C'est alors Paule, la mère de « la grosse patate », qui accueillit Yamina. Elle était seule
et l'idée d'avoir de la compagnie lui avait plu. Yamina lui donnait cinquante euros par semaine et
faisait les courses en fonction de la liste et des envies de Paule. Elle aurait tant souhaité que la
vieille dame comprît que la situation n'était que temporaire. Mais paniquée à l'idée que la CAF
pût lui retirer ces maigres allocations si elle venait à apprendre qu'elle hébergeait une étrangère,
elle congédia Yamina. Suite à cette autre humiliation, celle-ci refusa d'être hébergée par des
proches. Elle se rendit à la préfecture. Elle y posa ses affaires, affirmant qu'elle n'avait nul
endroit où aller. Une employée appela le CADA le plus proche, là où Yamina obtint une
chambre. Depuis qu'elle a quitté le CADA, elle répète inlassablement la solitude qui est la
sienne. Avant même de quitter ce lieu, elle appréhendait de se retrouver seule. Elle appréciait ces
après-midis, ces soirées passées dans la cuisine, les uns assis, les autres adossés contre l'évier,
accoudés au rebord de l'unique fenêtre ou debout sur le seuil de la porte. Elle pouvait discuter,
échanger, apprendre de nouvelles choses ; rire.

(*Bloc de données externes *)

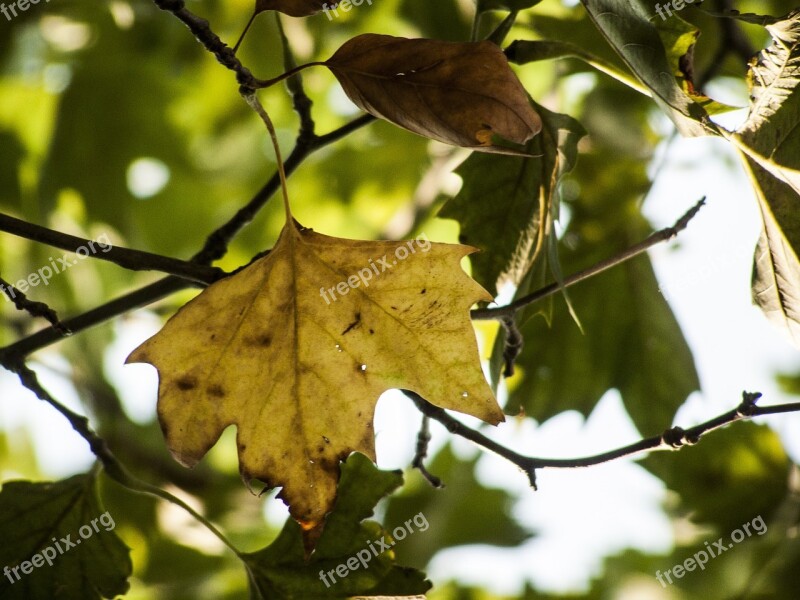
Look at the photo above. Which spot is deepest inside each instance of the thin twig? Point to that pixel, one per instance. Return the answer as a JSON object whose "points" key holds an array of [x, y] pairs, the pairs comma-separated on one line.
{"points": [[35, 309], [423, 439], [300, 100], [671, 439], [503, 312], [134, 260]]}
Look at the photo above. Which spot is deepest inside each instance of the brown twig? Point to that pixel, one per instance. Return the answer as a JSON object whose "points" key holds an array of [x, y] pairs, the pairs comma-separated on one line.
{"points": [[503, 312], [423, 439]]}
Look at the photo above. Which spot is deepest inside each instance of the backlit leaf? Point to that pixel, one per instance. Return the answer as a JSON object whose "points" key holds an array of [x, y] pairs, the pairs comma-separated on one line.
{"points": [[771, 148], [62, 521], [296, 349], [460, 93], [630, 29], [280, 571]]}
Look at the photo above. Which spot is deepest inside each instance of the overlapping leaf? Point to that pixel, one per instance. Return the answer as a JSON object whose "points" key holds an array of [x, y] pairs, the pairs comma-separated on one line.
{"points": [[507, 205], [295, 8], [631, 339], [296, 349], [86, 566], [770, 143], [459, 93], [746, 460], [628, 27], [281, 571]]}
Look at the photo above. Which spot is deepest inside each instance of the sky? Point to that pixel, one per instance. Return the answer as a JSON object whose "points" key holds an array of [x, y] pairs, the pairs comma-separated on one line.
{"points": [[706, 275]]}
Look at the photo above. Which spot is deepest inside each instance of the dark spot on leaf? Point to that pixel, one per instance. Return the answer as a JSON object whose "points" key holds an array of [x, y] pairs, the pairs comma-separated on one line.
{"points": [[186, 383]]}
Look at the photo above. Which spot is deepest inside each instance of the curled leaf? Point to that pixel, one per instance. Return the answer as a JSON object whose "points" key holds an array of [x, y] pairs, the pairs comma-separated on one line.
{"points": [[460, 93], [296, 349]]}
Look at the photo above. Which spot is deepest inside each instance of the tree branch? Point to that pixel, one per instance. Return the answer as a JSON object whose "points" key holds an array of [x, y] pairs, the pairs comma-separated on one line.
{"points": [[423, 439], [510, 310], [672, 439], [112, 467], [134, 260]]}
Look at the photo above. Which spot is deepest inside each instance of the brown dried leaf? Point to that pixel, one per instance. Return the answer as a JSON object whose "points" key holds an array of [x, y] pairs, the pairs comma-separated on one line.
{"points": [[460, 93]]}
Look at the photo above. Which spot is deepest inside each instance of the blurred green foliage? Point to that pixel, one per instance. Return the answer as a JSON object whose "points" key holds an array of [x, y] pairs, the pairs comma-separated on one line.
{"points": [[99, 99]]}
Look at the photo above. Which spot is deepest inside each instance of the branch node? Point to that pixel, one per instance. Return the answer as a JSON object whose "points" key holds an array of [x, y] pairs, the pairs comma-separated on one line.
{"points": [[513, 344], [748, 407]]}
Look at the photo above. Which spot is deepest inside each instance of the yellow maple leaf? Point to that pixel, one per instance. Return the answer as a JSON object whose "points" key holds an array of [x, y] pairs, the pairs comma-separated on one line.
{"points": [[296, 349]]}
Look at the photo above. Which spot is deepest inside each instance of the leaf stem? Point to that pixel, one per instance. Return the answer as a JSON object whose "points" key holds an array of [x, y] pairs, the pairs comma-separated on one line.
{"points": [[112, 467], [504, 312], [671, 439]]}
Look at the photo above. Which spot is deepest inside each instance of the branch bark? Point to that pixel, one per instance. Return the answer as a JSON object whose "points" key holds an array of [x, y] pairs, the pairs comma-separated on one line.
{"points": [[671, 439]]}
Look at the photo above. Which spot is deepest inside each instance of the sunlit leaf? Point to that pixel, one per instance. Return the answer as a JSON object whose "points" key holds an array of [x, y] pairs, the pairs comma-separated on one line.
{"points": [[459, 93], [771, 148], [281, 571], [628, 27], [296, 349]]}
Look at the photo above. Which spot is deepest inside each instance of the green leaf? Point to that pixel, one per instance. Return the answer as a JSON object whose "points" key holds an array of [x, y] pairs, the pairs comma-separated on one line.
{"points": [[627, 26], [769, 136], [507, 205], [521, 52], [745, 461], [62, 521], [463, 512], [280, 570], [770, 146], [632, 341]]}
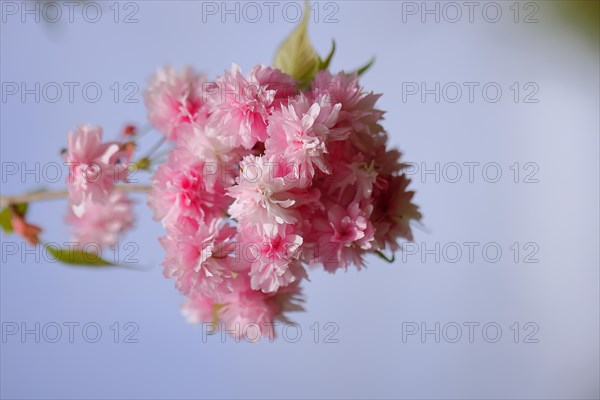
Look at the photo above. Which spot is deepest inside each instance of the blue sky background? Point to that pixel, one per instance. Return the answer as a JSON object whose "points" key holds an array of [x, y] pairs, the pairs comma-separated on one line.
{"points": [[559, 133]]}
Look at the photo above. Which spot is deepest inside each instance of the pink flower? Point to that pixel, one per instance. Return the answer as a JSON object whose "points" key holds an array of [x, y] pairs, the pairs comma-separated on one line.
{"points": [[102, 223], [176, 99], [198, 257], [242, 104], [394, 212], [261, 196], [94, 167], [343, 235], [27, 231], [357, 107], [187, 187]]}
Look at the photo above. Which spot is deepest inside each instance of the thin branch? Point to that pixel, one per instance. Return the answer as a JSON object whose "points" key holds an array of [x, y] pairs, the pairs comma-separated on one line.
{"points": [[6, 201]]}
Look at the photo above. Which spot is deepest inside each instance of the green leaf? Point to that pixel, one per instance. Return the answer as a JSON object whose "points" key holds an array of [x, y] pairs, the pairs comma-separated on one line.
{"points": [[324, 64], [5, 215], [296, 56], [384, 257], [76, 257]]}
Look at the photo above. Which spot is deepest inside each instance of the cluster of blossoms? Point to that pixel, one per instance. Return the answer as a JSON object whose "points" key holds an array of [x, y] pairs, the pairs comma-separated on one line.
{"points": [[264, 179], [98, 212]]}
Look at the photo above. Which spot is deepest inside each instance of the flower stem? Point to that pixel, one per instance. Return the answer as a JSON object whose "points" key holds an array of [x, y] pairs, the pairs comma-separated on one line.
{"points": [[6, 201]]}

Petite, elle aurait tant aimé goûter la solitude. Malila Mokkedem, dans ses nombreux
romans, décrit le poids du groupe. La lire, c'est imaginer une petite fille cachée sous d'épaisses
couvertures, attendant la nuit pour échapper aux regards et s'évader à travers les pages d'un livre
éclairé par la lueur d'une lampe de poche. On comprendra que, parmi treize sœurs et frères,
Yamina n'avait pas non plus de chambre à elle. C'est en France qu'elle vécut seule pour la
première fois. Dans l'immeuble qu'elle habite à présent, elle ne connaît personne, ce qui l'attriste
– en Algérie, elle connaissait chacune des quarante personnes qui habitaient le même bâtiment
qu'elle.
À son arrivée en France, Wassila traversa la même épreuve que Yamina. Elle fut
hébergée par une amie d'enfance qui ne tarda pas à la mettre à la porte. C'est alors la sœur de
cette amie qui recueillit Wassila. Elle la logea huit mois et lui trouva des garde d'enfants.

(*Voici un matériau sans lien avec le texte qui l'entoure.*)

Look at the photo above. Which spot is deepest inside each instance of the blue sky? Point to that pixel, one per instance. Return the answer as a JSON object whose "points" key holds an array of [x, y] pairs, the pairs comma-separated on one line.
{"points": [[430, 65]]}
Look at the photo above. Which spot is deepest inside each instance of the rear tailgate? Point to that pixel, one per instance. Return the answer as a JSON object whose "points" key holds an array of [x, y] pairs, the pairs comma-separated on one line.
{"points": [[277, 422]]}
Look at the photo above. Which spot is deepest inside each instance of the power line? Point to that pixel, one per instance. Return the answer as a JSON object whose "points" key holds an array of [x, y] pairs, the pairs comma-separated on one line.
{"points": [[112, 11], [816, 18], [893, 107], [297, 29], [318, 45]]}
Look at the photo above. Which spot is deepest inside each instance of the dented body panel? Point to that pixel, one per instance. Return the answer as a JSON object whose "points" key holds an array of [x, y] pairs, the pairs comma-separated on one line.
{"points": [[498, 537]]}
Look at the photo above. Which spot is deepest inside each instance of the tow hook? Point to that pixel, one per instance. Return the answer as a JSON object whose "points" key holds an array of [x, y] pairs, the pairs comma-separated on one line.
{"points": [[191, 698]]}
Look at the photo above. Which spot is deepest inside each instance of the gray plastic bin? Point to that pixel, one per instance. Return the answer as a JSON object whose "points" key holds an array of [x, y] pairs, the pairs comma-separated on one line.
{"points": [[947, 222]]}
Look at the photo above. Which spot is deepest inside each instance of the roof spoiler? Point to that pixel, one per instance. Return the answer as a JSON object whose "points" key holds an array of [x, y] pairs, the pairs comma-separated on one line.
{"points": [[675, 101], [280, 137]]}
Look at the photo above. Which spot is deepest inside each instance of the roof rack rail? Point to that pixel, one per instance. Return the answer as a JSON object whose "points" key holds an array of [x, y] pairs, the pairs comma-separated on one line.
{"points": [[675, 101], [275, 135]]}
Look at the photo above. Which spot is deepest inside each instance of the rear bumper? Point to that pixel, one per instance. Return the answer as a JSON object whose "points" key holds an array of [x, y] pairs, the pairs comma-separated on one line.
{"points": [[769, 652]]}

« Même ta famille », fit remarquer Wassila, « ne ferait pas ça pour toi » ! Et si certains membres
de sa famille vivent en France, mis à part un cousin, aucun n'a jamais su où elle habitait. Par
ailleurs, elle ne leur demanda aucune aide – ainsi, elle tient la vie qu'elle mène en France à l'abri
des rumeurs qui pourraient circuler jusqu'en Algérie. Ayant obtenu un titre de séjour, elle put
ensuite trouver un emploi de vendeuse. Cela lui permit de bénéficier d'un studio au sein d'une
structure administrée par l'Armée du Salut et destinée à accueillir de jeunes femmes, pour un
loyer modique. Pour la première fois de son existence, elle vivait seule. Et comme elle dit,
« avoir un petit chez soi, c'est mieux que d'avoir un palace chez les autres ». Sa mère, par contre,
ne comprend toujours pas que sa fille ait pu quitter l'Algérie pour vivre, seule, dans une pièce de
dix mètres carrés. Sa mère lui reproche continuellement d'avoir divorcé et d'être partie en France.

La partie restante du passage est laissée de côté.